Word and feature count
To prune your DT you first have to remove words and features with low counts. The Python script remove_below.py takes the following arguments:
- file to be processed
- column which should be checked
- threshold for filtering
In the following we check the second column (indices starting from 0) and prune all entries which have counts of 10 or lower:
python remove_below.py twitter2012__FeatureCount 1 10 > twitter2012__FeatureCount_pruned_10 python remove_below.py twitter2012__WordCount 1 10 > twitter2012__WordCount_pruned_10
From these pruned word and feature counts we can create a wordlist and a featurelist for further pruning:
cut -f1 twitter2012__WordCount_pruned_10 > twitter2012__wordlist cut -f1 twitter2012__FeatureCount_pruned_10 > twitter2012__featurelist
Distributional Thesaurus
In the next step we can prune DT entries with a low similarity (e.g. 3), the scores are in the third column (index 2):
python remove_below.py twitter2012__LMI_1000_l200 2 3 > twitter2012__LMI_1000_l200_pruned_3
This should filter out most of low quality entries. Additionally we can use the wordlist to remove superfluous DT entries, where the word counts are too low (and therefore missing). Therefore we use the remove_not_contained.py script.
It needs the word list as the first, and the (possibly pruned) DT as the second argument:
python remove_not_contained.py twitter2012__wordlist twitter2012__LMI_1000_l200_pruned_3 > twitter2012__LMI_1000_l200_pruned_3_w
Significance scores
We can also prune the significance scores between terms and features. In this operation we filter the file with significance scores (twitter2012__LMI_1000) by removing words that are not contained in our pruned word list.
The same operation is performed with the feature list. Now the significance scores only contain valid entries, for which we have the counts and DT entries.

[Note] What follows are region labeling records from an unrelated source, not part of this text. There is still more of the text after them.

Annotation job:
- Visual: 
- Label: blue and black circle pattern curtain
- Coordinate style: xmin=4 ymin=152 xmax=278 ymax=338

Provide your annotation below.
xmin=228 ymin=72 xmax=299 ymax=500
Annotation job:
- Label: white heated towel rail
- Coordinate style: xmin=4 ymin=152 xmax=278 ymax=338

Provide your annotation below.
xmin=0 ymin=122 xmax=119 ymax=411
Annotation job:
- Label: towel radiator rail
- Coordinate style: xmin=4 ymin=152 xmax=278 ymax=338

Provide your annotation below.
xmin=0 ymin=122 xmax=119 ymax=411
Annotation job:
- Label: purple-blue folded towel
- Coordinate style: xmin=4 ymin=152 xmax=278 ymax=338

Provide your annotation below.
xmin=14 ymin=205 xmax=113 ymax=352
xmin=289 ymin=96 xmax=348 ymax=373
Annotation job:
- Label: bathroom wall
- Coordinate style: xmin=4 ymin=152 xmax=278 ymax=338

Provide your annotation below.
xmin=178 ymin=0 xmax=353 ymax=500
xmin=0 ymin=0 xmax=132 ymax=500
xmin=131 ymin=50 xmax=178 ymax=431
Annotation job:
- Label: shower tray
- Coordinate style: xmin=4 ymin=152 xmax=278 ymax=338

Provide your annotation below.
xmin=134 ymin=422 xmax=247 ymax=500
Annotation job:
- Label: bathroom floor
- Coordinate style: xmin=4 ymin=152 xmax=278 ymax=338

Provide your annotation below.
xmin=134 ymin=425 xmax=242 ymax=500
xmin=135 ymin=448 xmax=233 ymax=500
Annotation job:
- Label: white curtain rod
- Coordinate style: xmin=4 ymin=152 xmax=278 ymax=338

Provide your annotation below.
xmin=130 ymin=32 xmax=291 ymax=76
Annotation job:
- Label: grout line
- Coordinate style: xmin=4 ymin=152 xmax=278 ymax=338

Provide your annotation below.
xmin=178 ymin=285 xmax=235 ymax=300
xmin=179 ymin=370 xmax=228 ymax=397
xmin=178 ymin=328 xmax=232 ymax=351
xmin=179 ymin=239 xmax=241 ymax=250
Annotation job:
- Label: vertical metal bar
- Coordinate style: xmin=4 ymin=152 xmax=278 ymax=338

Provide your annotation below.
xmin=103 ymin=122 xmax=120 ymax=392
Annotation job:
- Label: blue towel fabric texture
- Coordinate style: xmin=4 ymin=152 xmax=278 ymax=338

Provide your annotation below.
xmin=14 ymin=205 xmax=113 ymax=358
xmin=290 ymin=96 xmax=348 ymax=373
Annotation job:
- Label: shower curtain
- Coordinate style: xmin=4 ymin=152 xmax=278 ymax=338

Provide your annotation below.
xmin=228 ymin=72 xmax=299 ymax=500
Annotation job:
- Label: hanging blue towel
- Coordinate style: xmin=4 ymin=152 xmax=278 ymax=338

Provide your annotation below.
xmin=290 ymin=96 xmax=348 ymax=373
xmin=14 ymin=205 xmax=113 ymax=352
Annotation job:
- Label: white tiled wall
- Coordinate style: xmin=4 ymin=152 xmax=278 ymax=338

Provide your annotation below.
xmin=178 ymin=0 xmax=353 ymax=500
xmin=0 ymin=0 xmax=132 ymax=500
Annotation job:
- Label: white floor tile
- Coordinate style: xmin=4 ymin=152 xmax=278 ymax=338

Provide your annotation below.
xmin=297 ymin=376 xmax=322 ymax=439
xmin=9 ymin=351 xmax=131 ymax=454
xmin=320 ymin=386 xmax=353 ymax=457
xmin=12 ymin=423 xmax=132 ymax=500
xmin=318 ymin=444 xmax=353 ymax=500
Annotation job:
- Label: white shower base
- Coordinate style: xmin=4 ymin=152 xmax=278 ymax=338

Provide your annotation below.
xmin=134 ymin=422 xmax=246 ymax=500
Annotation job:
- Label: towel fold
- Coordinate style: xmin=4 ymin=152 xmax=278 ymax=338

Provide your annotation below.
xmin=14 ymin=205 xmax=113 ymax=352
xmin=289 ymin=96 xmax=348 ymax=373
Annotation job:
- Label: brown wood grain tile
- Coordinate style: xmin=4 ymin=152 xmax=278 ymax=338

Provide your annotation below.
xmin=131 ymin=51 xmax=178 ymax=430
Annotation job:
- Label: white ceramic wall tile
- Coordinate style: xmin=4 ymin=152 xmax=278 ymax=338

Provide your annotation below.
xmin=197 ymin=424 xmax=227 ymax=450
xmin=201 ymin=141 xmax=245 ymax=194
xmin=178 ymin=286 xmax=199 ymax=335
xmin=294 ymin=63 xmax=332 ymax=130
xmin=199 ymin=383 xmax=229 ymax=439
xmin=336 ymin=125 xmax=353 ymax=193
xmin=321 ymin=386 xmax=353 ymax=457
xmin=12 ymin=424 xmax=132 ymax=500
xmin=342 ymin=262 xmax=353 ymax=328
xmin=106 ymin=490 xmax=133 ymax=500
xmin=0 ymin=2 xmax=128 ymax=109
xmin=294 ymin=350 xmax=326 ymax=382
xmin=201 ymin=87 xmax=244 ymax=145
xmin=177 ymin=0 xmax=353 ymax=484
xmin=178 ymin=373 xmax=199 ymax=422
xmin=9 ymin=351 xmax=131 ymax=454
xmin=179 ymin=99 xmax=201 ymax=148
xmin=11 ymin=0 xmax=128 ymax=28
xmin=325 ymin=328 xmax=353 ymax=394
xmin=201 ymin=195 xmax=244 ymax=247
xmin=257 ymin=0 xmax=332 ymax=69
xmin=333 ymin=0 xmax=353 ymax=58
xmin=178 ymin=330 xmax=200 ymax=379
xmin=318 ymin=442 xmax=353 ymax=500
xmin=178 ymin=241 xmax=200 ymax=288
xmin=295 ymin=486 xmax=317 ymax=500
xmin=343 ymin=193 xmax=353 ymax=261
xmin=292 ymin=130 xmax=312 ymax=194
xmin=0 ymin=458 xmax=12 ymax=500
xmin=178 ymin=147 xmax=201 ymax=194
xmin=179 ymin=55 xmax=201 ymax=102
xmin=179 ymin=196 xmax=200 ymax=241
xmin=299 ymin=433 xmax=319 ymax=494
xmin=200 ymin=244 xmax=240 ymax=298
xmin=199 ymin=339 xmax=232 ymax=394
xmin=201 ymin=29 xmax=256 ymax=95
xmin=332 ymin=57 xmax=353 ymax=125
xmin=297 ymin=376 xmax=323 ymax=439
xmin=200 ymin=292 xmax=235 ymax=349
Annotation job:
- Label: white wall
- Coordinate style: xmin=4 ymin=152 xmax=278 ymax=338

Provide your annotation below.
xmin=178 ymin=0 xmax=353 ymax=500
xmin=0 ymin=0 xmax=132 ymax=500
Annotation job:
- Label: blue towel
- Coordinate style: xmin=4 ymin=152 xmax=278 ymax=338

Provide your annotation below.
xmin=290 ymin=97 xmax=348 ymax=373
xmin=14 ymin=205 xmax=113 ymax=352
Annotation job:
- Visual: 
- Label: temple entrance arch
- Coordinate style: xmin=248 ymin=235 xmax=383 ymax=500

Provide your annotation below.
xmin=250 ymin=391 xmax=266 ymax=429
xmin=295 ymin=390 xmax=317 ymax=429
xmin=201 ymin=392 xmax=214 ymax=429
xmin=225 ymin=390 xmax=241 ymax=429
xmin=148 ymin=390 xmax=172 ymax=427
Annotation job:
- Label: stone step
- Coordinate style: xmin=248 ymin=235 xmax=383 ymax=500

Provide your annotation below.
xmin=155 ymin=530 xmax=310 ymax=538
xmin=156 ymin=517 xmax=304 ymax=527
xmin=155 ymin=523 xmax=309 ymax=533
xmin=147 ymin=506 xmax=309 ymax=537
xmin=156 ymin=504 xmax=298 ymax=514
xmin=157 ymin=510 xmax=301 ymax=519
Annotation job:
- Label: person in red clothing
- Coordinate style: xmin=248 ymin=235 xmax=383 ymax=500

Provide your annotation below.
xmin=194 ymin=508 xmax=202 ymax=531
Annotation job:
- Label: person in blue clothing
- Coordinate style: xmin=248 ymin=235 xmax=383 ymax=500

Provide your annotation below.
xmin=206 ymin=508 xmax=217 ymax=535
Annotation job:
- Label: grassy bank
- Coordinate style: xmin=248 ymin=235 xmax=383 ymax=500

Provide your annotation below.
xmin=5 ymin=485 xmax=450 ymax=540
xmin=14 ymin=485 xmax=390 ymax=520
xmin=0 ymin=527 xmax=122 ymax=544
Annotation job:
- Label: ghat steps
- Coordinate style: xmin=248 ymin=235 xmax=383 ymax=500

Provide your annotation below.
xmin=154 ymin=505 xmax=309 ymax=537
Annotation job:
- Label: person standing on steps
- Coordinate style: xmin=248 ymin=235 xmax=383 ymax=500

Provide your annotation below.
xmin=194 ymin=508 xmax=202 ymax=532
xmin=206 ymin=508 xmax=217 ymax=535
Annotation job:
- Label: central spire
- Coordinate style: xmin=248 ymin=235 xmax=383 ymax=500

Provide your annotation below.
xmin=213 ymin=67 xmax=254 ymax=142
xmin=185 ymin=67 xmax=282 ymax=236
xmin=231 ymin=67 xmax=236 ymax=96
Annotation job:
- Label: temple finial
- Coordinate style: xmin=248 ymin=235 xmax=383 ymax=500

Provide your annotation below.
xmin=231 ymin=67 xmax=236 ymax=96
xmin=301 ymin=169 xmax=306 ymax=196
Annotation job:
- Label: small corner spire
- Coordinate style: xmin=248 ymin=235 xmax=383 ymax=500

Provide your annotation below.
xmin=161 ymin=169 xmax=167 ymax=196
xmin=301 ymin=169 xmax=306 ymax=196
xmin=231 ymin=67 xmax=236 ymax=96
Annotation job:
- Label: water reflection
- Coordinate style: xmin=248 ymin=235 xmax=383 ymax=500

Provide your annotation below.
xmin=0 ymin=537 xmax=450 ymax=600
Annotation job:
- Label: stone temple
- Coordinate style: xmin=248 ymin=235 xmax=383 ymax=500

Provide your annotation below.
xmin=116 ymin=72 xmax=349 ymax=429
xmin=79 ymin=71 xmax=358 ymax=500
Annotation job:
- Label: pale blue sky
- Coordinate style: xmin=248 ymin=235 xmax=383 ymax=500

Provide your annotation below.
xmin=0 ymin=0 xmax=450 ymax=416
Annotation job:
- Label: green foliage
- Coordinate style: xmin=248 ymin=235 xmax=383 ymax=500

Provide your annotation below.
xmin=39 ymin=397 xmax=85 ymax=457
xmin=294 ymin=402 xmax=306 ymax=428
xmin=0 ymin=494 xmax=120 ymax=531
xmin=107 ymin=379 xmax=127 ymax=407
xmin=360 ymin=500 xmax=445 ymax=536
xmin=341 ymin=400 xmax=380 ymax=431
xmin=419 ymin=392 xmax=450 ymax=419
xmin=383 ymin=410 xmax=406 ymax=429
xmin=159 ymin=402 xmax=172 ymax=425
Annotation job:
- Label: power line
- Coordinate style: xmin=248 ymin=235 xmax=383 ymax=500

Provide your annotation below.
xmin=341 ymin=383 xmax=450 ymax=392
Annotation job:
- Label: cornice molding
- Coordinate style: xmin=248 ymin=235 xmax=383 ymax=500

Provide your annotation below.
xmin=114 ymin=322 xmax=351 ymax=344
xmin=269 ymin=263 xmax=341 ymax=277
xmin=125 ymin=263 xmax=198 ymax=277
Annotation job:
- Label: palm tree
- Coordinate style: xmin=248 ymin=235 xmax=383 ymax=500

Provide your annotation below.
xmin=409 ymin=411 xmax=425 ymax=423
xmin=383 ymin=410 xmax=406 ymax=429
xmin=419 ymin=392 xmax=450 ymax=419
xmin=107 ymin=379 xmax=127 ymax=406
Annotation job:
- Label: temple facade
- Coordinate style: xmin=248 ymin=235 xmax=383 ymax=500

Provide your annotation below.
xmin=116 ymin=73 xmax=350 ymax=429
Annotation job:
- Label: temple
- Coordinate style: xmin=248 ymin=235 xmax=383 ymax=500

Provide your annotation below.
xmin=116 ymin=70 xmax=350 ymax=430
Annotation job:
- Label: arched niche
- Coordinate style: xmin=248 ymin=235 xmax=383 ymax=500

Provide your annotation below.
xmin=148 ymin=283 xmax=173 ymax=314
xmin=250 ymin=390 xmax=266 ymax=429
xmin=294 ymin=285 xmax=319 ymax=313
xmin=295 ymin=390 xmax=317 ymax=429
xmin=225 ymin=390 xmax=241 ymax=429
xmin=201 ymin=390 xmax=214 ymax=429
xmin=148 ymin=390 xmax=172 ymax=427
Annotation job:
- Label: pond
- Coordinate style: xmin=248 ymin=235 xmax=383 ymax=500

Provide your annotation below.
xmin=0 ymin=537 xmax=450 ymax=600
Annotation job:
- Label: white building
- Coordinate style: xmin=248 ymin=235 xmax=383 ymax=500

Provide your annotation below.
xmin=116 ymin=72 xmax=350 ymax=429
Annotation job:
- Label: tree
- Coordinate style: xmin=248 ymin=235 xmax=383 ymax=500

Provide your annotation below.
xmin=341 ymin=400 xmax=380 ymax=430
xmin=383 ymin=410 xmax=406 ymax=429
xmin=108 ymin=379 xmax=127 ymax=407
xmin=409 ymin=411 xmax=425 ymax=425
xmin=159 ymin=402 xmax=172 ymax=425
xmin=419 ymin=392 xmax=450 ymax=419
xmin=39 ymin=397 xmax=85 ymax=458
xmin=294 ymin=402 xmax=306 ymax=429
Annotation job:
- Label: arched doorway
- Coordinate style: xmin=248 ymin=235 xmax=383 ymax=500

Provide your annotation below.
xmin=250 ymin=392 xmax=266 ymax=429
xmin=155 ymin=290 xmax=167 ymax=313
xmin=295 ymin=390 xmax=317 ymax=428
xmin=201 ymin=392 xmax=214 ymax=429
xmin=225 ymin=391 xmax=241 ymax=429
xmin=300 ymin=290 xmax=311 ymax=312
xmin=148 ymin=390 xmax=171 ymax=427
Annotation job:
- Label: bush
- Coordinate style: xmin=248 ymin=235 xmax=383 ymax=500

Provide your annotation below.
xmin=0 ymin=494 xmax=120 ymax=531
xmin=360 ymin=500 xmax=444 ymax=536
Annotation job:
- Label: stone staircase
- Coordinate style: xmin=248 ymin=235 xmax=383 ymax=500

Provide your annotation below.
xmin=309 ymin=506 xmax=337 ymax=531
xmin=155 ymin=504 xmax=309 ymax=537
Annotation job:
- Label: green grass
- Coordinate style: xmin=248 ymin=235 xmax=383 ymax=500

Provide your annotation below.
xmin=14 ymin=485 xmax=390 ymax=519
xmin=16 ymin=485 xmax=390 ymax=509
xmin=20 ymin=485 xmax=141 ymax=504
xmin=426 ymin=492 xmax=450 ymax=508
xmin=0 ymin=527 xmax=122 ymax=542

python remove_not_contained_byColumn.py twitter2012_wordlist twitter2012__LMI_1000 0 > twitter2012__LMI_1000_pruned_w python remove_not_contained_byColumn.py twitter2012_featurelist twitter2012__LMI_1000_pruned_w 1 > twitter2012__LMI_1000_pruned_w_f
After the pruning is done, we can remove the word list and the feature list.
rm twitter2012__wordlist rm twitter2012__featurelist
We recommend the following settings for pruning of large DTs:
- WordCount: remove counts below 10
- FeatureCount: remove counts below 10
- LMI_1000_l200 (distributional thesaurus): remove scores below 3 or 5
additionally remove entries not in the pruned word list - LMI_100 (significance scores): remove entries not contained in the pruned word and feature list.